The role of the accountant is evolving rapidly as businesses respond to sustainability expectations, artificial intelligence, digital transformation and increasing demand for trusted professional judgement. Accounting firms and finance teams must ensure that their technical knowledge is supported by broader skills in data, ethics, sustainability reporting, governance and business advisory.
Key Development
Accountants are no longer expected to focus solely on historical financial reporting and compliance. Clients, regulators, investors and other stakeholders increasingly expect finance professionals to contribute to strategic decision-making, risk management, sustainability reporting, technology adoption and ethical business conduct.
This shift has practical implications for financial reporting, audit, tax, internal controls, client advisory services and talent development within accounting firms.
Analysis of Impacts
Sustainability is becoming a core finance responsibility
Sustainability reporting is moving closer to mainstream financial reporting. Businesses are increasingly required, or expected, to disclose information on climate-related risks, emissions, governance, supply chains and wider environmental, social and governance matters.

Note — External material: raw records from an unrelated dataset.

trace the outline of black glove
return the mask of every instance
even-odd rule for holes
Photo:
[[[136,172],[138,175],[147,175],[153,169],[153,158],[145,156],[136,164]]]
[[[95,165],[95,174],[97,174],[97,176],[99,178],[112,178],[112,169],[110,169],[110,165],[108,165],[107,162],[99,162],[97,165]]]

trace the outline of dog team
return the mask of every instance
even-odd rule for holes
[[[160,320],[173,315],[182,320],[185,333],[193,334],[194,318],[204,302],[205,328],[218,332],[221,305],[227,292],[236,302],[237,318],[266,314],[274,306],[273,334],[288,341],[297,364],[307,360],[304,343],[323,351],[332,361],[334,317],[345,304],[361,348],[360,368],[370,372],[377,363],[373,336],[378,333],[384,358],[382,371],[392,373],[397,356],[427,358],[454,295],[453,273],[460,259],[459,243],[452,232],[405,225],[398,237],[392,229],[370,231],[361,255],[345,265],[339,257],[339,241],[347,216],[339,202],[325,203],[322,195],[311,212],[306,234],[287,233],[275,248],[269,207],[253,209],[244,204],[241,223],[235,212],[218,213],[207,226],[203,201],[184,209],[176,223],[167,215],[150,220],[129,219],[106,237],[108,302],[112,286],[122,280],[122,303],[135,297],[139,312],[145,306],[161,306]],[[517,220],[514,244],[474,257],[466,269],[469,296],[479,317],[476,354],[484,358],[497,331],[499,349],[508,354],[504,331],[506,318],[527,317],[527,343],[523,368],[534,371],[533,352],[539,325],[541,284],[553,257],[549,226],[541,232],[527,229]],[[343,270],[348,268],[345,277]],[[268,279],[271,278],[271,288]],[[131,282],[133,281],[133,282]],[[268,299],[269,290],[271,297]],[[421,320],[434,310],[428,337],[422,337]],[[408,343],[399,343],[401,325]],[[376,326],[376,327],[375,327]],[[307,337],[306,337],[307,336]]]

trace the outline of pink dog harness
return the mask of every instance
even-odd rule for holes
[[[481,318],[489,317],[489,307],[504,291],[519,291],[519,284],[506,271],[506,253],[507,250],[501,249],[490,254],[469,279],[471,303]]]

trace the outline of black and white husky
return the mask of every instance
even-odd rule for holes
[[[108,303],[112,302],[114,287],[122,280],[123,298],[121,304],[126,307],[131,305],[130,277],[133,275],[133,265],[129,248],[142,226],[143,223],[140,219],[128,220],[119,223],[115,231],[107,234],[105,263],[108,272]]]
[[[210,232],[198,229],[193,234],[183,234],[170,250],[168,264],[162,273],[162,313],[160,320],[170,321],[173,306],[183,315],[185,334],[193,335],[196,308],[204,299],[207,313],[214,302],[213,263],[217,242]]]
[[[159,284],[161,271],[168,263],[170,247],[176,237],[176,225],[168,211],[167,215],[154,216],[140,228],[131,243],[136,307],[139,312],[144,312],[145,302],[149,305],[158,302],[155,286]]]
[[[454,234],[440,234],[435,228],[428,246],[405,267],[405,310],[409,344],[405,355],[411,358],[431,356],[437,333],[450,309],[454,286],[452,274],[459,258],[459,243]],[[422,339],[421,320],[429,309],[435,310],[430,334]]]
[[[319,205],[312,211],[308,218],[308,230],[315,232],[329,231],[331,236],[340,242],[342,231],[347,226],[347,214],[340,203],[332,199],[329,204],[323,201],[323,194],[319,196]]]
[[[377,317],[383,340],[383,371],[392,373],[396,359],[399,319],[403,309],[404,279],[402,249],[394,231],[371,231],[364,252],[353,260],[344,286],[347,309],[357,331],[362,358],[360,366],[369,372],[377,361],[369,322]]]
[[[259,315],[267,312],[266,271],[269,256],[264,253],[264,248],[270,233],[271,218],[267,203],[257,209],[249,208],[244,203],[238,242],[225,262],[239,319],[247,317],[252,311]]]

For accountants, this creates a need to understand sustainability frameworks, reporting processes, assurance expectations and the quality of non-financial data. Finance teams may be required to work with operational, procurement, legal and governance teams to ensure sustainability information is complete, reliable and consistent.

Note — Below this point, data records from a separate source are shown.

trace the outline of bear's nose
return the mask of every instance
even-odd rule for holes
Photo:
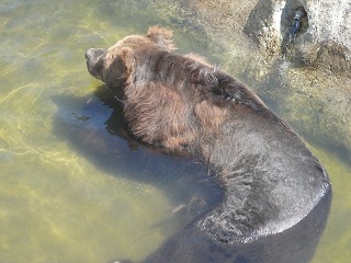
[[[86,59],[89,60],[91,64],[95,64],[104,53],[105,49],[103,48],[89,48],[86,52]]]

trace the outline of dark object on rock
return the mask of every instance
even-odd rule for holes
[[[287,43],[288,45],[292,45],[295,42],[296,34],[299,30],[301,20],[304,15],[305,15],[305,12],[302,8],[295,11],[294,22],[288,33],[288,43]]]

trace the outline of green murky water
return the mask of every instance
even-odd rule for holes
[[[150,0],[1,1],[1,263],[140,260],[190,220],[191,213],[177,210],[186,203],[182,191],[194,188],[174,190],[172,181],[176,173],[184,186],[189,165],[177,170],[178,160],[144,151],[135,157],[105,132],[112,110],[94,94],[102,88],[83,57],[156,23],[176,30],[180,53],[220,57],[182,15]],[[313,262],[349,262],[351,167],[313,149],[333,184]]]

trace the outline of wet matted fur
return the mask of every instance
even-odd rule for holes
[[[86,54],[89,72],[122,101],[134,136],[203,161],[225,192],[218,206],[146,261],[270,262],[274,254],[272,262],[304,262],[308,253],[282,258],[262,249],[256,259],[244,251],[285,239],[296,248],[301,237],[292,229],[309,232],[310,226],[319,226],[308,241],[316,245],[330,201],[324,168],[250,89],[204,58],[173,50],[172,33],[152,26]],[[306,240],[298,245],[307,248]]]

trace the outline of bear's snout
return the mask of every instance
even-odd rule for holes
[[[101,69],[103,66],[103,56],[106,50],[103,48],[89,48],[86,52],[88,71],[100,80],[102,80]]]

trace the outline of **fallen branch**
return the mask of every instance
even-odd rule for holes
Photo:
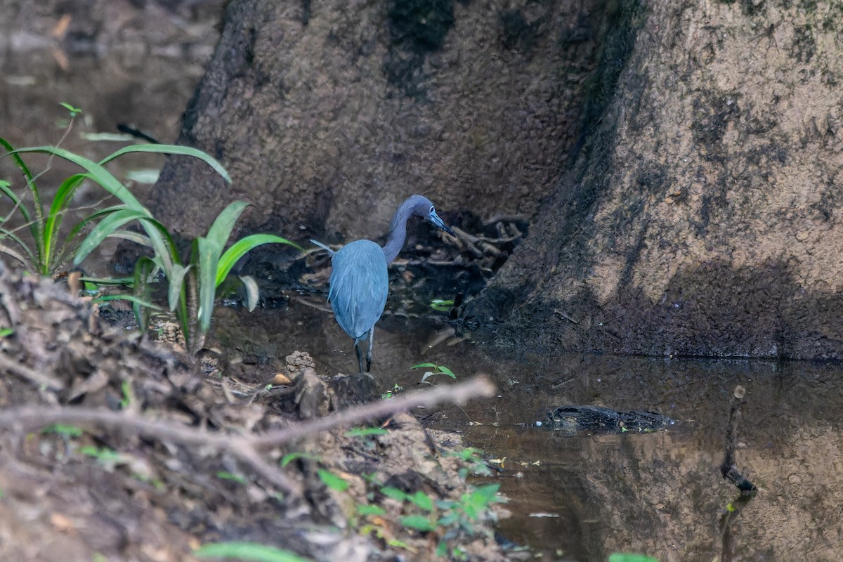
[[[258,452],[259,449],[287,443],[335,427],[391,415],[417,406],[430,407],[443,403],[461,404],[472,398],[491,396],[494,392],[495,387],[488,378],[478,377],[467,383],[439,387],[434,390],[408,393],[391,400],[355,406],[324,418],[316,418],[293,424],[282,430],[270,431],[264,436],[212,433],[206,430],[195,429],[164,420],[151,420],[133,414],[70,406],[62,408],[24,406],[7,409],[0,412],[0,428],[24,433],[51,424],[99,426],[183,446],[211,447],[220,452],[228,452],[250,466],[255,473],[285,493],[300,495],[302,490],[298,484],[284,475],[276,466],[264,460]]]
[[[488,398],[493,396],[494,393],[495,385],[491,383],[491,381],[484,376],[480,376],[467,383],[440,386],[433,390],[416,390],[399,398],[348,408],[324,418],[314,418],[253,437],[251,442],[256,447],[272,447],[307,437],[334,427],[352,426],[404,412],[411,408],[420,406],[430,408],[445,403],[461,405],[471,399]]]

Accounting firms should also consider how sustainability affects audit planning, risk assessment, management reporting and advisory services.
AI is changing accounting and assurance work
Artificial intelligence has the potential to improve efficiency in accounting, tax, audit and advisory work. It may support data analysis, document review, forecasting, anomaly detection, workflow automation and client communications.
However, AI also introduces important risks. These include data confidentiality, model reliability, bias, lack of transparency, inaccurate outputs and over-reliance on automated results. Firms must ensure that AI tools are used under appropriate governance and that outputs are reviewed by qualified professionals.
AI should support professional judgement, not replace it.
Professional skills are increasingly important
Technical accounting knowledge remains essential, but it is no longer sufficient on its own. Accountants increasingly need strong communication, analytical thinking, ethical judgement, commercial awareness and adaptability.
Clients expect accountants to explain complex issues clearly, identify practical solutions and support decision-making in uncertain conditions. This requires a combination of technical competence and wider professional capability.
Ethics and trust remain central
As accountants become more involved in sustainability, AI, data and strategic advice, ethical conduct becomes even more important. Firms must ensure that independence, objectivity, confidentiality, professional competence and due care remain embedded in all areas of work.
This is particularly important where information is judgemental, forward-looking, generated by technology or used by external stakeholders.
Practical Issues
- Sustainability data may not be captured through traditional finance systems, creating challenges around completeness, accuracy and audit trail.
- Staff may need additional training in sustainability reporting, AI governance, data analytics and assurance over non-financial information.
- AI tools may process confidential or sensitive client data, requiring clear usage policies and safeguards.
- Automated outputs may appear credible but still contain errors, requiring professional review and challenge.
- Smaller clients may lack the systems and resources needed to prepare sustainability-related information.
- Firms may need to update CPD plans, quality management procedures and internal methodologies.
- Audit and advisory teams may need to involve specialists in technology, sustainability or data governance.
- Clients may expect proactive guidance on emerging reporting expectations and digital transformation risks.
Action Points
The growing importance of sustainability, AI and professional skills represents a significant opportunity for accountants to strengthen their role as trusted advisers. Firms that invest early in these areas will be better positioned to support clients, manage risk and maintain professional relevance.
Accounting firms should consider the following actions:
- Review staff training plans to include sustainability, AI, data, ethics and communication skills.
- Develop clear internal policies for the use of AI in professional work.
- Assess whether clients have reliable systems for sustainability and non-financial reporting.
- Update audit and advisory methodologies to reflect emerging technology and sustainability risks.
- Encourage professional scepticism when using automated tools or reviewing non-financial information.
- Support clients in understanding the business impact of sustainability, technology and regulatory change.
The future accountant will need to combine technical expertise with digital awareness, sustainability knowledge and sound professional judgement. These capabilities will be essential in helping businesses create value, manage risk and build stakeholder trust.